Di solito non amo i film che hanno per protagonisti personaggi che non hanno ancora raggiunto la pubertà: troppo miele, troppi buoni sentimenti, troppi bambini belli in modo improbabile – perché non so voi, ma io intorno ai dieci anni ero una cosa altissima e informe e l’accessorio più scintillante che avevo era un apparecchio per i denti. Ma con La bicicletta verde è diverso: sarà che la bimba in questione è quanto di più lontano possa esserci da una Barbie in miniatura, sarà che proprio come la sottoscritta ha una passione un po’ malsana per le due ruote e i pedali, sarà che si parla di emancipazione con ironia e soprattutto senza mai nominarla, fatto sta che il film del 2012 della regista Haifaa Al-Mansour ha suscitato in me entusiasmi che credevo sopiti.

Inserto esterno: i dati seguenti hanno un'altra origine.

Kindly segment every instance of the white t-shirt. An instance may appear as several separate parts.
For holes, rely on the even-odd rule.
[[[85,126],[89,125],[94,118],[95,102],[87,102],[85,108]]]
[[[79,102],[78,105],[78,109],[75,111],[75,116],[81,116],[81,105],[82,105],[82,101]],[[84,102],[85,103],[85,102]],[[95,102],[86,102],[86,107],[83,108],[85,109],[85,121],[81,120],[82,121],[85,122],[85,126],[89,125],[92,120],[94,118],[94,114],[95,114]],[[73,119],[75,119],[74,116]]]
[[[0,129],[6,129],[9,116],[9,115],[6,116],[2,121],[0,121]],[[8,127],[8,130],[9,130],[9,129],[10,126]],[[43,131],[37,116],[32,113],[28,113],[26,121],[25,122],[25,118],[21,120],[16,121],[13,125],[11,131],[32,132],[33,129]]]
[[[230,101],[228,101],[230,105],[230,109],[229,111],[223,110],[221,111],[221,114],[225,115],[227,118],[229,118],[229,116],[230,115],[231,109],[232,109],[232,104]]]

La storia è presto detta, e non è neppure delle più originali: Wadjda (Waad Mohammed) è una vispa bimbetta che ama, nell’ordine, la bicicletta, anche se deve ancora imparare ad usarla, le All-Star, cantare, e sfottere il suo migliore amico. Piccolo dettaglio: vive in Arabia Saudita, luogo ameno e noto per le strabilianti libertà di cui godono le donne. A scuola bisogna rigorosamente andarci col velo e indossare qualcosa di molto simile alle scarpe ortopediche, si cantano solo i versetti del Corano, e manco a dirlo le ragazze in bici proprio non ci possono andare. La bellissima mamma (Reem Abdullah) non brilla per progressismo ma nemmeno per ortodossia, e del resto dover aspettare ogni mattina un pulmino sgangherato per raggiungere il lavoro perché non puoi guidare da sola farebbe spazientire anche la più devota delle fedeli; al contrario, la maestra di Wadjda (Ahd Kamel) farebbe impallidire la buoncostume in termini di elasticità, salvo poi sgarrare, e pure maldestramente, sui fondamentali.

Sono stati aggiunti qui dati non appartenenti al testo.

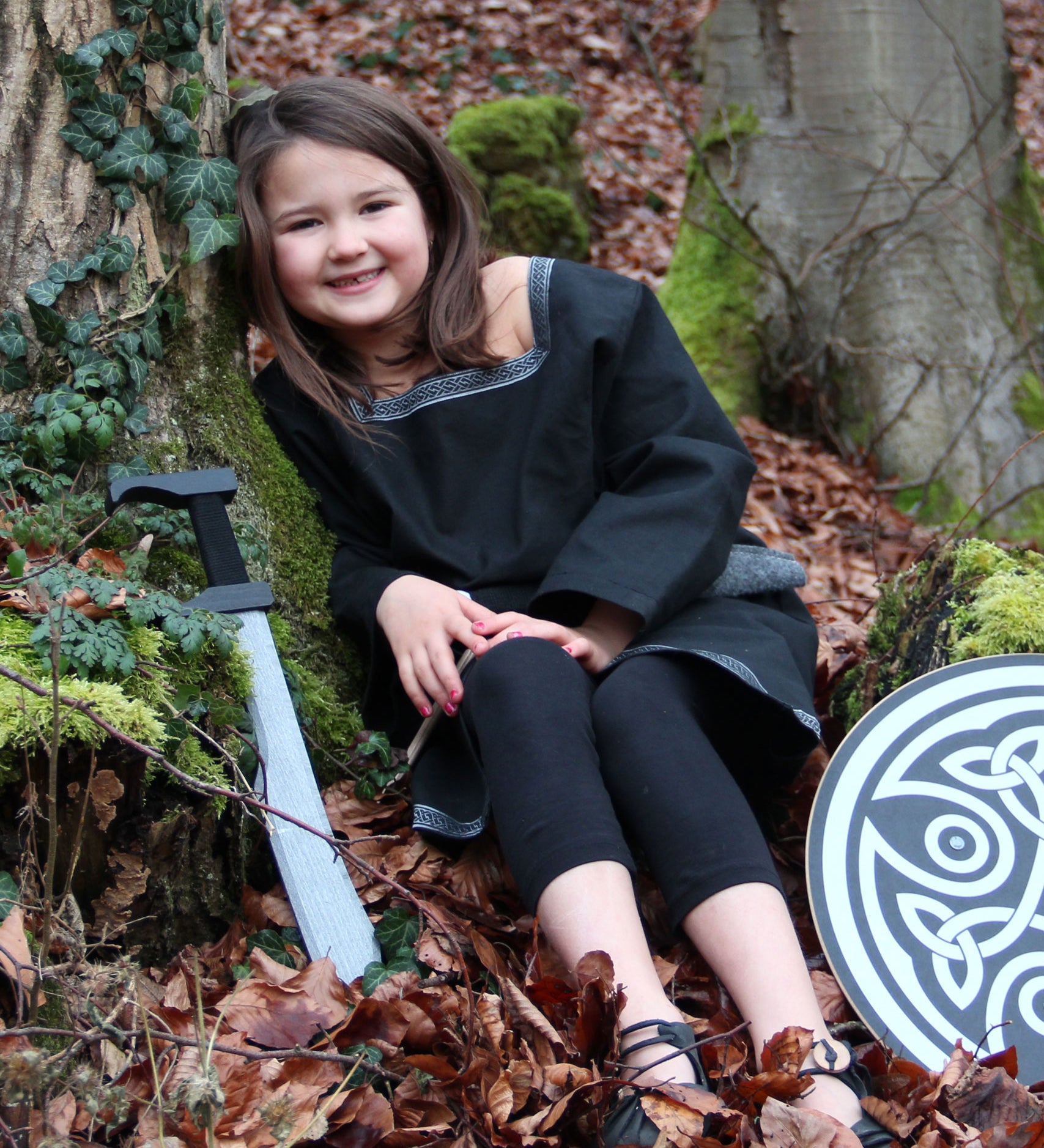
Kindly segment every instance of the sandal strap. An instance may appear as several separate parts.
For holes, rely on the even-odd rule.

Tra gli hobby di Wadjda, dicevamo, spicca giocare con il vicino (Abdullrahman Al Gohani), che invece una bici ce l’ha: e quando la piccola scopre che nel negozio sotto casa è in vendita proprio una bicicletta verde, adopererà tutte le armi a disposizione, ma proprio tutte, per averla.
Per carità, la trama de La bicicletta verde non brilla per innovazione, e nemmeno il finale; ma è uno dei rari casi in cui il racconto è talmente scorrevole e divertente che lo spettatore smania per lasciarsi portare per mano. Le donne sono le protagoniste indiscusse, mentre i maschietti sono nel migliore dei casi dei bimbetti in buona fede, nel peggiore dei bambocci capaci solo di giocare con la Play e con l’arrivo di un erede come unica ambizione – maschio, naturalmente.

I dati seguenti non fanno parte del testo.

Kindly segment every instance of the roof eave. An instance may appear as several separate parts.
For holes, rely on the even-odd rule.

Haifaa Al-Mansour riesce a prendere bonariamente in giro le sue usanze senza mai essere sopra le righe, un po’ come era stato fatto nel film coetaneo e geograficamente non troppo distante Un insolito naufrago nell’inquieto mare d’oriente: il Corano diventa un videogioco per raggiungere qualcosa di molto terreno e molto poco spirituale; i commercianti chiudono un occhio sui dettami religiosi pur di far felice una bambina; e, quando il premio tanto agognato viene destinato ai “fratelli”, non si può non pensare che la causa superiore sia, ecco, qualcosa di fantozziano. Nel frattempo, piccole chicche di vita quotidiana: si prega tutti uniti altrimenti il diavolo si infilerà tra i fedeli, mai salire sul sellino che perdere la virtù è un attimo, e vietato toccare i testi sacri in quei giorni.
La bicicletta verde è un film ideale in tanti casi: quando si ha voglia di una cosa al femminile ma anche grintosa, quando si vuole tornare un po’ bambini, quando si ha la necessità fisiologica di non prendere niente troppo sul serio. Insomma: guardetelo.